He leaned over to look down at me. “I don’t want to be made. Can I state that more plainly? I would much rather stay here with you. If you would.” He flopped down on his back, putting his hands behind his head and looking up at the sky. “A big if, I know.” He rolled onto his side to face me. “Just think about it. We still have a few weeks. Don’t say anything now.”
I looked at the sky, at the clouds gathering in the west as if to send the sun off in style. My wish to believe in him, to say yes, surprised me and scared me into silence. Because, what would that mean? Never to see my own world again, my friends, my mother. To permanently be a second-class citizen as a woman, and to die of something ridiculous, like childbirth; the hormonal injection lasted only about as long as the mission. So why was I even tempted?
“It’s cold in Canada,” he went on. “You don’t like to be cold. I was thinking, what about Italy?”
I pictured hills to the horizon with lines of cypresses marching up and down them. Venice, before it was lost beneath the sea, was said to have been impossibly beautiful. We could live simply, a garden and a little house. With prudence, our money could last; life was cheaper there. I could learn Italian, work as a midwife. We could grow tomatoes.
I said, “They have a big malaria problem.”
Liam reminded me we’d been vaccinated against that, along with everything else anyone could think of.
“We don’t know how much protection we actually have; the strains might be different.”
“If you were so afraid of infectious disease, you would never have come to 1815.”
He had me there.
“I don’t know,” I said, surprising myself again. “How do people know?”
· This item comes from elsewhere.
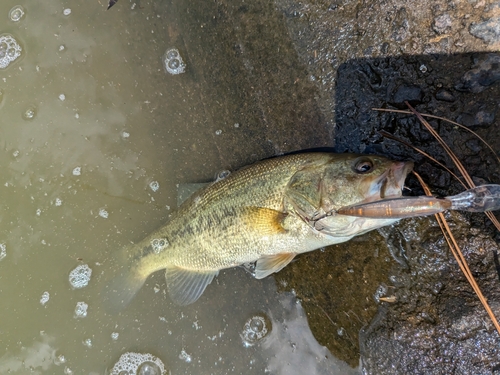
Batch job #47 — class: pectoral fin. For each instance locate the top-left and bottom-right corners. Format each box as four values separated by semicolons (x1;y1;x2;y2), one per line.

“They never do, Rachel dear. They take a leap.”
“Like you did, when you got engaged?” I could not help asking. Stealing someone’s fiancé seemed, at the very least, bad luck, a violation of female solidarity. As an image of Sabina, tall and blond and exquisite, rose before me, it struck me that there also was the mystery of how one person could imagine himself in love with two such different women.
He was silent for a long time. “It seemed a sign that I had arrived. The making of me.” Another pause. “I think she suspected.”
“Suspected what?”
“Sabina’s very intuitive.”
“What did she suspect?”
“I’d proposed, years before, when I’d just sold my Brummell book. It seemed like I was finally someone that could dare to ask—but she didn’t say yes or no. She said, let’s wait. I was handy to have around, you see. And then, just before we left, so suddenly for her to suggest—She sensed, I think, what first I hardly did myself. And it displeased her.”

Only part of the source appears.